17HSR A QUANTITATIVE ANALYSIS OF OPTIMAL COOLING CAPACITY AS A FUNCTION OF BIRTH VOLUME

Tuesday, October 20, 2009
Grand Ballroom, Salons 1 & 2 (Renaissance Hollywood Hotel)
Alon Geva, AB, Harvard Medical School, Boston, MA and James E. Gray, MD, MS, Beth-Israel Deaconess Medical Center, Boston, MA

Purpose: Therapeutic hypothermia (TH) reduces mortality and neurodevelopmental impairment in infants born with hypoxic-ischemic encephalopathy (HIE). We used computer-based modeling techniques to determine the optimal number of TH devices as a function of birth volume.

Methods: We used discrete event simulation to create a model of HIE-affected births. Infants were born with inter-delivery times based upon institutional birth volume and HIE incidence, which varied randomly between 0.1% and 0.2%. Infants with HIE then entered a queue for a TH device. Infants underwent TH if a device was available within the 6-hour treatment window. Outcomes of interest were percent and number of infants not treated, and percent of time that all TH devices were in use.

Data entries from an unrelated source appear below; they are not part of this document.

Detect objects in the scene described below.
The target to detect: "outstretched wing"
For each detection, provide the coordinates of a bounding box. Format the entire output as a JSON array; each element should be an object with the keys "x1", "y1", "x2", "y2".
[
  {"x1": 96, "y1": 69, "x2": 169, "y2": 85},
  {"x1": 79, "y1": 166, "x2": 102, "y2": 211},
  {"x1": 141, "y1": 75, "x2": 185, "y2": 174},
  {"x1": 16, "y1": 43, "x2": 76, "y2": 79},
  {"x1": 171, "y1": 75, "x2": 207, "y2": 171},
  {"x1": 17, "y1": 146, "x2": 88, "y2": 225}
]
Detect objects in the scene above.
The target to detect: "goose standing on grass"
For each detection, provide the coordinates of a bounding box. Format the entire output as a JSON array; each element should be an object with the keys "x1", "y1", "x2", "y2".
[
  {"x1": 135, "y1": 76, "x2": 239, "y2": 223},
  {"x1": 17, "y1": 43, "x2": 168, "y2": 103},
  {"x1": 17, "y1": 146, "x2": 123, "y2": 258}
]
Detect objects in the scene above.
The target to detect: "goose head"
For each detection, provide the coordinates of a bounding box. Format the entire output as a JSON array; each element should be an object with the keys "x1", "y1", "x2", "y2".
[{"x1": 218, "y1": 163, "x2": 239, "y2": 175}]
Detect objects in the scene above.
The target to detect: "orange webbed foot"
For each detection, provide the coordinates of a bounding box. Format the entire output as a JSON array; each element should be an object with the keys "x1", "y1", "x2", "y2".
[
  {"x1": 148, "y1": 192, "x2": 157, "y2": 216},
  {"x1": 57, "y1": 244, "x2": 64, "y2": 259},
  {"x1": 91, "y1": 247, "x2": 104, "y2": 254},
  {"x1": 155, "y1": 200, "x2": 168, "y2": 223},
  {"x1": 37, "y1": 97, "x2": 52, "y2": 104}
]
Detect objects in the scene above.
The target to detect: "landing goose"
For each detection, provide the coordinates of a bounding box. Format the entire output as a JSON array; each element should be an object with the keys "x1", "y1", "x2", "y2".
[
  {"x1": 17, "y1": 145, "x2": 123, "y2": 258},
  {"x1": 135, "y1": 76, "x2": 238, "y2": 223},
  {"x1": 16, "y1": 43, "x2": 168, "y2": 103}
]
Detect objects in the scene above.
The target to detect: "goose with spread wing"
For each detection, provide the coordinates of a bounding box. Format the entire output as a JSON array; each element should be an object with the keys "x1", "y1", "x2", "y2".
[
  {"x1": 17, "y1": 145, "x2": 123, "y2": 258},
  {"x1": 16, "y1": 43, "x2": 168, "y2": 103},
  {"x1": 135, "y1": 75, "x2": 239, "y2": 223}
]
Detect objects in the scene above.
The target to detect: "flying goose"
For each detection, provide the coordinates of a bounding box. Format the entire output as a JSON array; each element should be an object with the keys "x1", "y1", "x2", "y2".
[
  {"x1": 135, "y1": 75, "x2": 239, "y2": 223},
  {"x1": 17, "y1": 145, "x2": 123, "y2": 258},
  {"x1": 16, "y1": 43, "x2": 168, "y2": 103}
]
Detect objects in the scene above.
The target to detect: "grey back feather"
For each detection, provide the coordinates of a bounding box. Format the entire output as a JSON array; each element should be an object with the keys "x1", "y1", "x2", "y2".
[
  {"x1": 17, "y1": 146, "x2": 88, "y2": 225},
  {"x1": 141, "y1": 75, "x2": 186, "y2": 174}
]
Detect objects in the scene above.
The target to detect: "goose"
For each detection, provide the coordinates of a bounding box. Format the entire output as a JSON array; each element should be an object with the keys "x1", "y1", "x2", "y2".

Results: Mean HIE incidence across scenarios was 1.44 per 1000 births. In a hospital with 9000 annual births and only 1 TH device available, just over 1 HIE-affected infant each year was expected not to receive needed treatment because of device unavailability within the 6-hour window. Addition of a second TH device reduced this rate to less than 1 infant annually even in a 20000-birth hospital. Still, during 2% of the time, such a hospital would be at risk of no TH availability if one of their devices fails or another infant requires TH. The addition of a third TH device reduced these numbers even further for the 20000-birth hospital, so that less than 1 infant was expected not to receive TH every 10 years, and less than once a year would a backup device not be available. It should be noted, however, that the third device would not be used 99.8% of the time, or during more than 364 days of each year.

Conclusion: Our results demonstrate that the decision to have more than a single TH device available within a birth hospital significantly impacts care delivery. Even moderate-sized hospitals with NICU facilities would experience significant failure-to-treat rates due to device unavailability in the presence of a single TH unit. The quantitative nature of our analysis allows decision makers to determine the number of devices necessary to achieve a certain level of service given the birth volume of a particular institution. Such analytic techniques may be useful in informing decisions regarding system capacity necessary to treat other rare conditions.